Why reliability is not a property of the model
The common temptation is to think the problem is solved by a stronger model. But reliability isn’t something that lives only in the model’s weights; it is a property of the whole system — and that means it can be designed and measured.
A model might do fine on a clean document and misread a single figure on the same document with a bad scan. The most dangerous case isn’t that it makes a mistake; it’s that it makes the mistake with full confidence and you don’t notice. In a reliable system, the model is allowed to say “I’m not sure” — and the system knows what to do with that uncertainty.
Break the problem down, then measure
The first step is to break “document extraction” into specific fields and define, for each one, what “correct” means. A total amount is an exact figure; a date has a defined format; a party’s name must match the text of the document.
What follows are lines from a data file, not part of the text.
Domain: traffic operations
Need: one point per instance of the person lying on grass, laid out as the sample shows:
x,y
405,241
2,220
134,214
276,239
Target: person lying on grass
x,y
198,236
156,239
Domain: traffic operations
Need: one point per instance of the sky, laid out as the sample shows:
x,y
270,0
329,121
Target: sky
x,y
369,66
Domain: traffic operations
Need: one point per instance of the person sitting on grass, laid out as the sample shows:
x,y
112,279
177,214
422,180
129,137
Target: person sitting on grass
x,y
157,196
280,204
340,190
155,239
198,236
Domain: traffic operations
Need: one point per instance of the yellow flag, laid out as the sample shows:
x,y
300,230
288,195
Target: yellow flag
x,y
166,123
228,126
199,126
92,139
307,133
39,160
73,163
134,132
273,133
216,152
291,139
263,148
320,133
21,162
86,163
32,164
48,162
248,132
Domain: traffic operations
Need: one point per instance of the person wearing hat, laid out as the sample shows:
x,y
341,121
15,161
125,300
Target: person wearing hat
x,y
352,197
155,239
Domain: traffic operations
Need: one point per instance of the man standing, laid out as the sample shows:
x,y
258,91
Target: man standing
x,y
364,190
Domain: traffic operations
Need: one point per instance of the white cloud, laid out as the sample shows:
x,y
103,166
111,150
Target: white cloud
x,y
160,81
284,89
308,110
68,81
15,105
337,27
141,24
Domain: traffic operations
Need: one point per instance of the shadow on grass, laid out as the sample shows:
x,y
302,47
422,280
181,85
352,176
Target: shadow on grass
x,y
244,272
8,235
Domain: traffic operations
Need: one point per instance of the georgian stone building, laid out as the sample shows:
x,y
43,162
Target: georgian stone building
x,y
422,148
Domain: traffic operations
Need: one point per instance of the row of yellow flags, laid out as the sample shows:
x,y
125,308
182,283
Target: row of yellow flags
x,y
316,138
Once you have defined correctness field by field, you can finally measure it.
And measuring requires a real evaluation set: examples of the same messy documents you actually face, paired with the correct answer for each field. That set is your ground truth. You measure every change to the system against it: did this change make extraction better, or did it just look better on a few lucky examples?
The numbers we report are evaluation results on our own internal test set, not the outcome of a customer project. That distinction is fundamental to us: a number only means something when you know which set it was measured on and with what definition of “correct.”
Turn uncertainty into a feature
The most important design decision is this: what happens when the model is not sure? In a brittle system, uncertainty is hidden and the wrong output quietly moves on. In a reliable system, uncertainty is a signal: the uncertain field is flagged and set aside for human review.
This is what honest AI looks like. The system doesn’t need to be right about everything; it needs to know where it is sure and where it isn’t — and to surface that boundary instead of hiding it. Combining “automatic extraction on the confident cases” with “human review on the borderline cases” produces something that is both fast and dependable.
The transferable idea
The core of this goes well beyond documents. Anywhere AI has to work on messy real-world input, the same principle holds: you don’t buy reliability, you build it and measure it. Define correctness precisely, measure it on real examples, and surface uncertainty instead of burying it.
On a clean document, any model is a hero. Trust is earned in the messy tail — and there, you win not with a bigger model, but with a better-measured system.